Письмо г. Правдулюбова напечатано не будет. Оно задевает ‘Всякую всячину’ и критикует господина сочинителя за то, что от критики свободно. В том же письме г. Правдулюбов делает рассуждение о всех еженедельных сочинениях минувшего года и полагает им цену, нападает также своею критикою на некоторую переводную в стихах поэму и проч. Я сообщаю г. Правдулюбову, что подобных сему писем и впредь печатать не буду.

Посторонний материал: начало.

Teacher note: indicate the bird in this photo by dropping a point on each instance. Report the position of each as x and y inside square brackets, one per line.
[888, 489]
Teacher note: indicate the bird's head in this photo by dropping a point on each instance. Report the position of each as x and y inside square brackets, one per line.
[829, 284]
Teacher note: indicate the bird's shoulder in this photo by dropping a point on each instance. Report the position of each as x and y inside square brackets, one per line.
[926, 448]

Подобных сим я получил еще четыре письма, в коих во всех приносится, инде с ласкою, а инде с бранью, на меня жалоба, мне же самому. Говорят: меня избаловали похвалами. Прошлогодний ‘Трутень’ хорош, нынешний дурен, гадок… Господа читатели! господа читатели, остановитесь хоть на минуту! За что вы на меня гневаетесь? прошлого года кричали вы, что в моем издании, кроме ругательства и брани, подлых мыслей и проч., ничего нет, {Смотри ‘И то и сё’ и ‘Всякую всячину’, еженедельные сочинения 1769 года, в которых брани мне написано очень много. Во ‘Всякой всячине’, правда, что она относится к лицу г. Правдулюбова, но в ‘И то и сё’, без рассуждения и без причины, прямо на мое лицо, что хотя и походит на П…., но я ….} и за то меня бранили, браните и ныне за то, для чего нет в нынешнем издании подобных прежним сочинениям. Милостивые государи! скажите ж мне, кто из вас говорит правду и кого я должен слушать? Если правы последние, так за что меня бранили первые? Если ж правы первые, то не стыдно ли бранить меня последним? Я знал и прежде, что на всех угодить невозможно, а ныне узнал то опытом над самим собою.

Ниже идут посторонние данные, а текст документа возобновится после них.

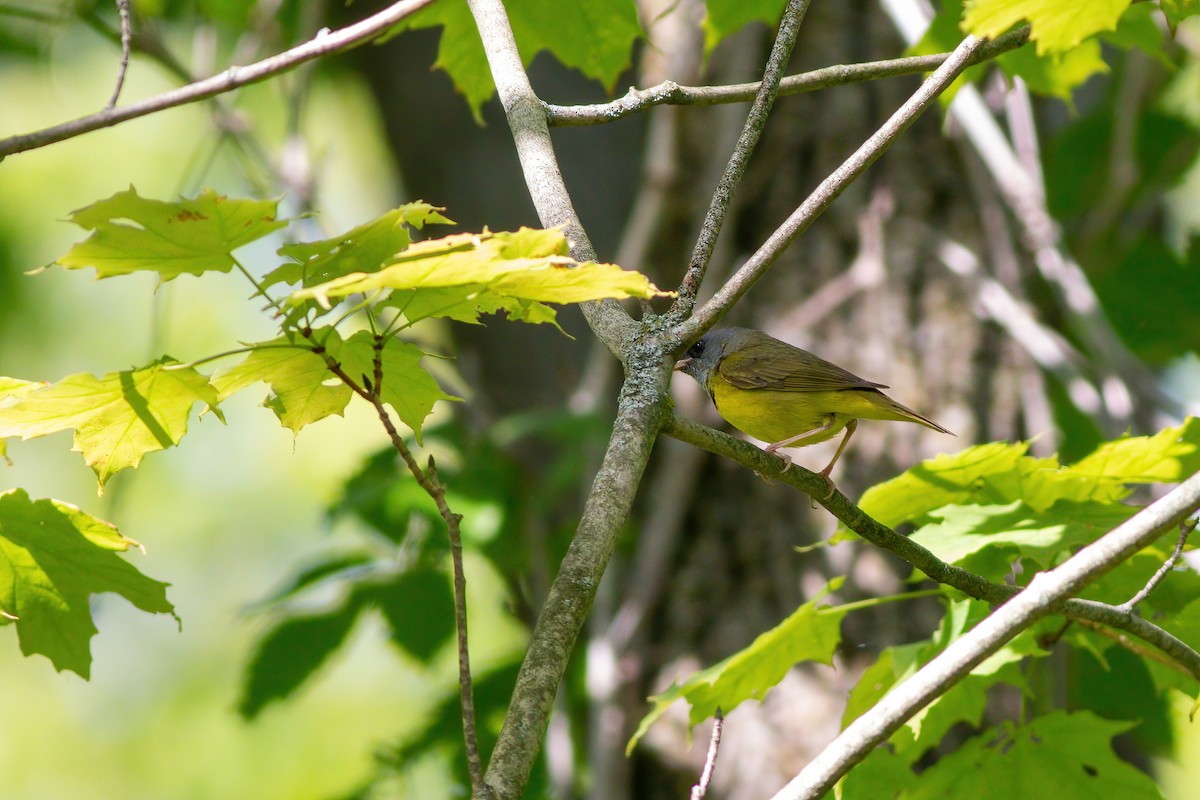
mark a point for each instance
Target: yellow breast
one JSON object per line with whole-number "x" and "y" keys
{"x": 773, "y": 415}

Итак, господа читатели, не прикажете ли сказать, что прошлогодний ‘Трутень’ большею частию нравился вам для того, что это было еще ново, но по прошествии года все еженедельные сочинения вам наскучили. Не с одними ими вы так поступаете: всякая новость вас прельщает, а потом и наскучит. Ежели так, то не прикажете ли всякий месяц переменять заглавия… Наконец, оставляю вас рассуждать по произволению: оставьте только меня в покое, я вас не трогаю, не браните ж и вы меня.
Г. издатель!
Скрепи свое сердце! Я поразить тебя намерен! Несчастный! ты не ведаешь своей горести. Послушай, да не заплачь, не пролей реками слез твоих, ныне и без того грязно. Ну! укрепись и выслушай. Прабабка твоя госпожа Всякая всячина скончалась. Это еще скрывают, но через неделю о том узнают все. Бедный сирота! ты остался у нас один. Что я вижу? ты плачешь! Не плачь, бедняжечка, а мы, право, не заплачем. Во утешение твое сочиняю я твоей прабабке похвальное слово, и как скоро оное окончу, то к тебе его сообщу. Ах, бедный Трутень! как ты мне жалок!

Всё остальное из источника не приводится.